Leopold said that he feels good mentally and physically. He said the biggest key is getting his conditioning back on par with the rest of his teammates following 11 days of not skating with them.

“Obviously when you take a hit like that there is some progress that needs to be made,” Leopold said. “It’s just about being sharp and ready. That will come as time moves on.”

Byslma said that Leopold will not have to go through any more mental tests before getting back into game action. Instead, his next test will be how he handles physical activity.

“The only test now that he is going through is physical and his response to ramped up physical activity, whether it’s in the gym or on the ice with his teammates,” Bylsma said. “On the ice with his teammates is a little bit different. There is a lot of emotion going on. That’s what he’s going through right now, and we’re waiting to see how he responds to it.”

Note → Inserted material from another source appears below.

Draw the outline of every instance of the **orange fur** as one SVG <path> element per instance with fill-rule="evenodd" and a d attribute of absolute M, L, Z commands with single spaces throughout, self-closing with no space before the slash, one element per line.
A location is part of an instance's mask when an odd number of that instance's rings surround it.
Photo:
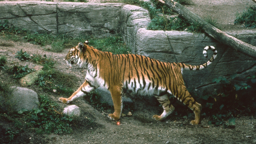
<path fill-rule="evenodd" d="M 160 120 L 174 110 L 169 98 L 173 95 L 194 112 L 195 119 L 190 124 L 200 123 L 201 105 L 195 101 L 186 88 L 182 70 L 197 70 L 207 67 L 217 56 L 217 51 L 214 47 L 207 47 L 204 50 L 206 56 L 208 49 L 214 52 L 210 60 L 202 65 L 193 66 L 164 62 L 136 54 L 113 54 L 99 50 L 88 44 L 87 41 L 83 44 L 80 43 L 71 49 L 66 56 L 68 63 L 76 63 L 80 66 L 83 65 L 87 68 L 87 72 L 83 84 L 69 98 L 60 98 L 60 101 L 68 103 L 101 87 L 108 90 L 111 94 L 115 112 L 108 116 L 111 120 L 117 120 L 122 113 L 122 94 L 125 89 L 155 96 L 164 110 L 161 115 L 153 117 Z"/>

Unfortunately head injuries are not uncommon for Leopold. He has suffered more than his share of them throughout his career, including one in 2002 which saw him miss four games and another in March of 2008 when he sat out five games as a member of the Colorado Avalanche.

However, on the plus side – if there is one in this kind of situation – having gone through similar experiences in the past allows Leopold a better chance to know when he will be well enough to return.

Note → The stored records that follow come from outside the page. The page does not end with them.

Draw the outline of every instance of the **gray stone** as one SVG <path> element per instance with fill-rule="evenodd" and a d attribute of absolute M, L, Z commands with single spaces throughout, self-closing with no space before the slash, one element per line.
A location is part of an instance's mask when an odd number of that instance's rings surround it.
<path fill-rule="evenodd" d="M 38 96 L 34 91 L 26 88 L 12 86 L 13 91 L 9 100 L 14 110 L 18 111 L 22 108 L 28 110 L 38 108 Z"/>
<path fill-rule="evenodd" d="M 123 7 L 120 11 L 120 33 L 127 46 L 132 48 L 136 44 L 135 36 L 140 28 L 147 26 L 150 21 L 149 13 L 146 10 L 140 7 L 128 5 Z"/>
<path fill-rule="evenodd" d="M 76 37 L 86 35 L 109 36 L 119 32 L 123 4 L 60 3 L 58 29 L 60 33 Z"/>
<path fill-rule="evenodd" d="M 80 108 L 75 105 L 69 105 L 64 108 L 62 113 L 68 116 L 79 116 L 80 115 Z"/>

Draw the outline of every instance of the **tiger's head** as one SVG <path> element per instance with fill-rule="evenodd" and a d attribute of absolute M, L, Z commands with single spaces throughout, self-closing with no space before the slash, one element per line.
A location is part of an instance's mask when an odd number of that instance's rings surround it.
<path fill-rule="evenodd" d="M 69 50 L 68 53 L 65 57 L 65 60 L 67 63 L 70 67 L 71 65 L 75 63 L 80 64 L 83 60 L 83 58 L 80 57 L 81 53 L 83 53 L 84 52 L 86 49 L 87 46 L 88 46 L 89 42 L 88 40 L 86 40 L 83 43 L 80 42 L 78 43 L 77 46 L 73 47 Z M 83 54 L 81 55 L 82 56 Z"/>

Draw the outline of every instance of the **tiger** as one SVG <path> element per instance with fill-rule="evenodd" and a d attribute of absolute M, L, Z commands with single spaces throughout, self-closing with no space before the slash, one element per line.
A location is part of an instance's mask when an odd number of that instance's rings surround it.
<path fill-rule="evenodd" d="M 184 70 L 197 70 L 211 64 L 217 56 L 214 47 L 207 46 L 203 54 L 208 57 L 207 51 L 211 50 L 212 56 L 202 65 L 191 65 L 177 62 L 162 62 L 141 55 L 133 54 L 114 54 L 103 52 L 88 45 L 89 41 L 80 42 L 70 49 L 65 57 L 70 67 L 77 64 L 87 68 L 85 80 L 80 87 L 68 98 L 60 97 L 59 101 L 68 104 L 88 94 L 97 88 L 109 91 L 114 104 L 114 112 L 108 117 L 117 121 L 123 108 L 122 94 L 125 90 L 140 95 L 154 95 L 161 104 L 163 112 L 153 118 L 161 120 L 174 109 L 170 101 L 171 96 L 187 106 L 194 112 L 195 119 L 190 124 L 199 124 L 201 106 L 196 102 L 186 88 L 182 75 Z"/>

“It’s not fun watching but I have been through this before,” Leopold said. “It’s just a day-by-day progression. You know as a person when you feel right and when you don’t. We are just taking it one day at a time.

“It’s my call on how I feel. You have to make sure you are 100 percent healthy before you get back out there taking contact and getting into a game situation.”

One thing Leopold did add was that he thought the Sutton hit looked worse than it actually was.
 
“This one was relatively mild, I will say that,” Leopold said. “Of course, when you look back at the hit, it wasn’t pretty. I had a lot of friends and family members back home worried for me, but everything is fine. I think the hit looked worse than the recovery has been.”